The mean time from the initial TARE to surgery was 7.1 ± 9.2 months. On pathology, complete tumor necrosis, > 90% necrosis, and extensive tumor necrosis (> 50%) were achieved in 1 (5.0%), 13 (65.0%), and 18 (90.0%) patients, respectively. The median survival time (MST) calculated from the time of surgery was 40.2 (95%CI: 15.3-not reached) months, with a 1-yr, 3-yr, and 5-yr OS of 88.2% (95CI: 60.6–96.9%), 57.8% (95%CI: 31.1–77.3%), and 19.8% (95%CI: 1.5–53.5%). From the time of initial TARE, the MST was 41.4 (95%CI:22.9-not reached) month, with a 1-yr, 3-yr, and 5-yr OS of 100%, 69.9% (95%CI: 42.0-86.3%), and 30.9% (95%CI: 9.1–56.3%).
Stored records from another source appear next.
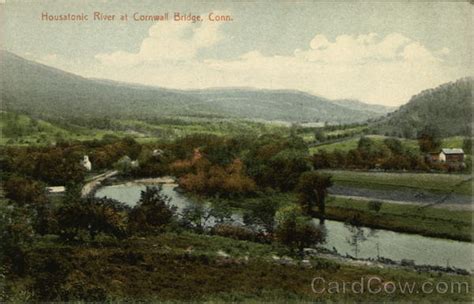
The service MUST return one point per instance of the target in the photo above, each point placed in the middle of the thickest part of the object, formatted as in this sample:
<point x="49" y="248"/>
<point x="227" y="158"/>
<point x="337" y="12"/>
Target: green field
<point x="439" y="183"/>
<point x="412" y="144"/>
<point x="23" y="130"/>
<point x="433" y="222"/>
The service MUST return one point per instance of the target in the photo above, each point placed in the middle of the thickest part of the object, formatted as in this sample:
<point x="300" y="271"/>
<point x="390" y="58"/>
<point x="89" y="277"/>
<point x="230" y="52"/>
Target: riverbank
<point x="193" y="267"/>
<point x="427" y="221"/>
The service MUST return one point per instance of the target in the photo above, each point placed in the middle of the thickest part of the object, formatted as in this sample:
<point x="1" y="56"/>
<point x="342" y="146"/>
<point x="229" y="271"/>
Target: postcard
<point x="236" y="151"/>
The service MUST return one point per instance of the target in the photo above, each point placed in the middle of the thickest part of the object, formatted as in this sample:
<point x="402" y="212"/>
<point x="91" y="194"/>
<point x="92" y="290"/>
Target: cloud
<point x="168" y="41"/>
<point x="378" y="69"/>
<point x="363" y="49"/>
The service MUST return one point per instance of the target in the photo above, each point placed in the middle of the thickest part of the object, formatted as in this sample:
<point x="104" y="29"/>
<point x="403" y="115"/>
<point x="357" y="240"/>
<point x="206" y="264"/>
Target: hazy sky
<point x="378" y="52"/>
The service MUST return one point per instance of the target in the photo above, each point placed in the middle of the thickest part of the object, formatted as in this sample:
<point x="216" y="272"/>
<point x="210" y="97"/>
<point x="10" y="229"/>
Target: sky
<point x="376" y="52"/>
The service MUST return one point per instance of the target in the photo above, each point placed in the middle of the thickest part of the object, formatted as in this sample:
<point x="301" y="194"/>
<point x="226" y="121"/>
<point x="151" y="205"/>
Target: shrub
<point x="152" y="212"/>
<point x="375" y="206"/>
<point x="92" y="216"/>
<point x="235" y="232"/>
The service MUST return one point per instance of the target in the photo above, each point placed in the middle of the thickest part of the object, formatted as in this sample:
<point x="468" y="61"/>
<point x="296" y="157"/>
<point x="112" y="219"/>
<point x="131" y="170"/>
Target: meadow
<point x="434" y="182"/>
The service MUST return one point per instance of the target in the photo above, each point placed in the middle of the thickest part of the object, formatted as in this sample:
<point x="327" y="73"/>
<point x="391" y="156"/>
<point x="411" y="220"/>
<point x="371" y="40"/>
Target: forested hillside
<point x="447" y="108"/>
<point x="48" y="93"/>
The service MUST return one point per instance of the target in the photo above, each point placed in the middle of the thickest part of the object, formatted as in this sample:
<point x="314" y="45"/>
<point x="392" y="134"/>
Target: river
<point x="345" y="239"/>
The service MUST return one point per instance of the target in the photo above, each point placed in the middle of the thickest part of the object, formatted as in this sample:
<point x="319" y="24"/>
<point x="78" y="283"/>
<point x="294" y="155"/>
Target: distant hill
<point x="361" y="106"/>
<point x="447" y="108"/>
<point x="46" y="92"/>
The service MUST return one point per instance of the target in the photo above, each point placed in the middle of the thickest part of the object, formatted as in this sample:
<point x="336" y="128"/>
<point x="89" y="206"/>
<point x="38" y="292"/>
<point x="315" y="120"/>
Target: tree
<point x="262" y="213"/>
<point x="152" y="212"/>
<point x="319" y="135"/>
<point x="375" y="206"/>
<point x="312" y="190"/>
<point x="92" y="216"/>
<point x="429" y="139"/>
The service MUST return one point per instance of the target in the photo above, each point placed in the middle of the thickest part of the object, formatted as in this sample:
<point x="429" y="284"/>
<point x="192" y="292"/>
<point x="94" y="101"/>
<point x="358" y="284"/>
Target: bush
<point x="295" y="230"/>
<point x="235" y="232"/>
<point x="152" y="212"/>
<point x="375" y="206"/>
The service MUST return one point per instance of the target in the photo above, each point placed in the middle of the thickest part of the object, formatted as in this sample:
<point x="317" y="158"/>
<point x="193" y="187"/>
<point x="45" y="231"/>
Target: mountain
<point x="49" y="93"/>
<point x="447" y="108"/>
<point x="361" y="106"/>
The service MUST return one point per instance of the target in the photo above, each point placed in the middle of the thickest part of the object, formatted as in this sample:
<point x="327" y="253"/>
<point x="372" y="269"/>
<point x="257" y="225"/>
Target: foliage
<point x="375" y="206"/>
<point x="236" y="232"/>
<point x="213" y="179"/>
<point x="262" y="213"/>
<point x="449" y="107"/>
<point x="92" y="216"/>
<point x="295" y="230"/>
<point x="16" y="235"/>
<point x="152" y="212"/>
<point x="25" y="191"/>
<point x="429" y="139"/>
<point x="312" y="190"/>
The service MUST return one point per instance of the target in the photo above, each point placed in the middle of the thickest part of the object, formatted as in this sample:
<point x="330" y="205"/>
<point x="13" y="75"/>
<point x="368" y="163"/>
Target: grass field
<point x="439" y="183"/>
<point x="187" y="267"/>
<point x="433" y="222"/>
<point x="38" y="132"/>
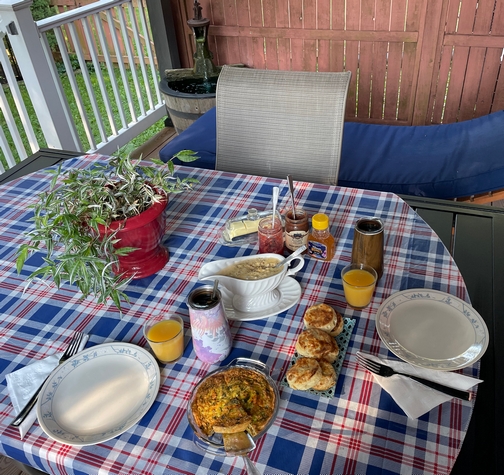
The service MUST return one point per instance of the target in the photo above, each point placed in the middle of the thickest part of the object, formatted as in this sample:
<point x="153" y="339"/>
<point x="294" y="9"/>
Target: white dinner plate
<point x="98" y="394"/>
<point x="290" y="294"/>
<point x="432" y="329"/>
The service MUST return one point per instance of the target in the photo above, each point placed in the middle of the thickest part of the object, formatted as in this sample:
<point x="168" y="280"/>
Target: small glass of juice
<point x="359" y="281"/>
<point x="166" y="338"/>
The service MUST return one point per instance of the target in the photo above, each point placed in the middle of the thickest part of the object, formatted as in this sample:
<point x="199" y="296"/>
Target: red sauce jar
<point x="296" y="230"/>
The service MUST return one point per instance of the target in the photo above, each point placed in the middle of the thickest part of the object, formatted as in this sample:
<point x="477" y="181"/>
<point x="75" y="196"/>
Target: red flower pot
<point x="145" y="232"/>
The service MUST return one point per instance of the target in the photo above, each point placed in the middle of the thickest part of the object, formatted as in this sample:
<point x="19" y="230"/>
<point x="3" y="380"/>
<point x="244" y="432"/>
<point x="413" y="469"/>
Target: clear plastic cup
<point x="166" y="338"/>
<point x="359" y="281"/>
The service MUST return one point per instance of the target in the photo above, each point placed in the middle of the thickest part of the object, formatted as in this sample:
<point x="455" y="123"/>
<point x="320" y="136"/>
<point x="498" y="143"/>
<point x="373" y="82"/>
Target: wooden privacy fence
<point x="65" y="5"/>
<point x="413" y="62"/>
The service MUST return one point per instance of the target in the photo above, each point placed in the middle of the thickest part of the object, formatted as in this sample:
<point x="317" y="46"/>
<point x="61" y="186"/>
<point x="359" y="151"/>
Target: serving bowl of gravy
<point x="253" y="280"/>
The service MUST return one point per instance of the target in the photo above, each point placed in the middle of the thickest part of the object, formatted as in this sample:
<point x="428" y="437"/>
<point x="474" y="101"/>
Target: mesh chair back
<point x="273" y="123"/>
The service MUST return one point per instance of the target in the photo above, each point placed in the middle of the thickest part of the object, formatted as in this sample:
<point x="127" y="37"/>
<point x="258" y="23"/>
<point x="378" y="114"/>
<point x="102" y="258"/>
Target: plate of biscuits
<point x="320" y="350"/>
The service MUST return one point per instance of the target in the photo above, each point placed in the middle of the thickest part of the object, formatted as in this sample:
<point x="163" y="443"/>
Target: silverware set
<point x="72" y="349"/>
<point x="386" y="371"/>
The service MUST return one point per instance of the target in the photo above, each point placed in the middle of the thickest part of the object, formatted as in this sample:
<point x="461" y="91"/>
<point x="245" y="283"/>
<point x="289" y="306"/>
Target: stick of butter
<point x="243" y="225"/>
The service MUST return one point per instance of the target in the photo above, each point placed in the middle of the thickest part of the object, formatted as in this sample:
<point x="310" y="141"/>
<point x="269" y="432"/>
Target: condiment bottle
<point x="321" y="243"/>
<point x="296" y="230"/>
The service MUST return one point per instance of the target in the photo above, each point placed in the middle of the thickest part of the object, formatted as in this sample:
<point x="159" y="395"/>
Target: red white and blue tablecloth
<point x="360" y="430"/>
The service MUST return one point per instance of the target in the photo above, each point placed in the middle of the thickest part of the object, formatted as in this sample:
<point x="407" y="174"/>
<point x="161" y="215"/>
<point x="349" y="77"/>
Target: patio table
<point x="358" y="430"/>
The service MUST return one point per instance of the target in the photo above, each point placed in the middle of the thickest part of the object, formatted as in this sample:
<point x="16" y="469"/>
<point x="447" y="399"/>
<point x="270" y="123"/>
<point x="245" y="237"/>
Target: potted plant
<point x="102" y="226"/>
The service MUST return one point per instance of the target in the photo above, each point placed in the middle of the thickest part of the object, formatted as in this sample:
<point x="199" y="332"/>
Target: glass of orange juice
<point x="166" y="338"/>
<point x="359" y="281"/>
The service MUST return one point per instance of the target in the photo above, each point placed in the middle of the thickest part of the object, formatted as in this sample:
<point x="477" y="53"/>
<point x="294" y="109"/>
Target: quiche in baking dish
<point x="235" y="400"/>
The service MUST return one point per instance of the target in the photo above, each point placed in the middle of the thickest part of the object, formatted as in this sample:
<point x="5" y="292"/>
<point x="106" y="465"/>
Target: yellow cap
<point x="320" y="221"/>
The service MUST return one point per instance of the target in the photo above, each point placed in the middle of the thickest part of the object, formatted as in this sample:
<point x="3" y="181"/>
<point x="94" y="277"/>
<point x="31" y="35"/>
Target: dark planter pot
<point x="145" y="232"/>
<point x="185" y="108"/>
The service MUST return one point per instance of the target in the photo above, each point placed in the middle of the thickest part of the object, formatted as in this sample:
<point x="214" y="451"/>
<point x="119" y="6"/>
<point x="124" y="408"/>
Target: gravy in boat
<point x="252" y="269"/>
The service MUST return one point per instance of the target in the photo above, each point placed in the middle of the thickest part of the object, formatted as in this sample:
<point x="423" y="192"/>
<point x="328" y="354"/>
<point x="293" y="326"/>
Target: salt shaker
<point x="211" y="335"/>
<point x="368" y="244"/>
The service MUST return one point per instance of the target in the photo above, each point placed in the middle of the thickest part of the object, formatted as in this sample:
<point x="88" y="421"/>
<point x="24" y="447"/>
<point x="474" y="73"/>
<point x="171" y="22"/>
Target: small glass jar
<point x="296" y="230"/>
<point x="321" y="243"/>
<point x="270" y="235"/>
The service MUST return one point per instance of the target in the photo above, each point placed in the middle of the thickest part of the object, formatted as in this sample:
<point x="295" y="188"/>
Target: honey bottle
<point x="321" y="243"/>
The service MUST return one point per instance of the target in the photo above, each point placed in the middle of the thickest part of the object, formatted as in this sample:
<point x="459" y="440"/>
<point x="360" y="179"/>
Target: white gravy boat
<point x="251" y="295"/>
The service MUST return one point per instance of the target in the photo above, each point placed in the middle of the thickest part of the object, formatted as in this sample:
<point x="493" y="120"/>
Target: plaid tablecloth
<point x="360" y="430"/>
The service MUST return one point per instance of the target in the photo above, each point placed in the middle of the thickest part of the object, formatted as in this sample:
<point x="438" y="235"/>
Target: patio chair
<point x="273" y="123"/>
<point x="463" y="160"/>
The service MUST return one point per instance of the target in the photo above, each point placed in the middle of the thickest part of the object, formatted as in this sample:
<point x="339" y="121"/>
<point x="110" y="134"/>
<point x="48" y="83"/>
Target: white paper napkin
<point x="23" y="383"/>
<point x="412" y="397"/>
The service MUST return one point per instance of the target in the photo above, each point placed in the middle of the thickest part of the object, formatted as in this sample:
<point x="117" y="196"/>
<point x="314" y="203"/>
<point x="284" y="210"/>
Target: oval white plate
<point x="98" y="394"/>
<point x="290" y="294"/>
<point x="432" y="329"/>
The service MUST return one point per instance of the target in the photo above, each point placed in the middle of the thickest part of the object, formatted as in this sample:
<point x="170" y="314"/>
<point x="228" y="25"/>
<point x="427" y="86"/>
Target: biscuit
<point x="338" y="328"/>
<point x="320" y="316"/>
<point x="315" y="343"/>
<point x="328" y="376"/>
<point x="304" y="374"/>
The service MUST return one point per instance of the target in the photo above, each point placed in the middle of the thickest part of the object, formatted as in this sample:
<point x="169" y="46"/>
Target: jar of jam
<point x="296" y="230"/>
<point x="270" y="234"/>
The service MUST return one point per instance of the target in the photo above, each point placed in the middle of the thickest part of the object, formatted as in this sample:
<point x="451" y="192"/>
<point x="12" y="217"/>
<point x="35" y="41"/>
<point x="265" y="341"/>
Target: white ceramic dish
<point x="289" y="295"/>
<point x="432" y="329"/>
<point x="251" y="295"/>
<point x="98" y="394"/>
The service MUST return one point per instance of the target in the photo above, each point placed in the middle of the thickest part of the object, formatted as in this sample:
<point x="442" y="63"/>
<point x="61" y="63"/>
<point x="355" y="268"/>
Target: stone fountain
<point x="189" y="93"/>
Whether the patient received concomitant systemic treatment was associated with extensive tumor necrosis on pathology (Odds Ratio: 16.0, 95%CI: 1.27-200.92, p = 0.032).

Conclusion

Based on tumor explant data, TARE can result in substantial tumor necrosis in the treatment of iCCA, although complete necrosis is uncommon. The addition of systemic therapy appears to be associated with a higher likelihood of achieving extensive tumor necrosis.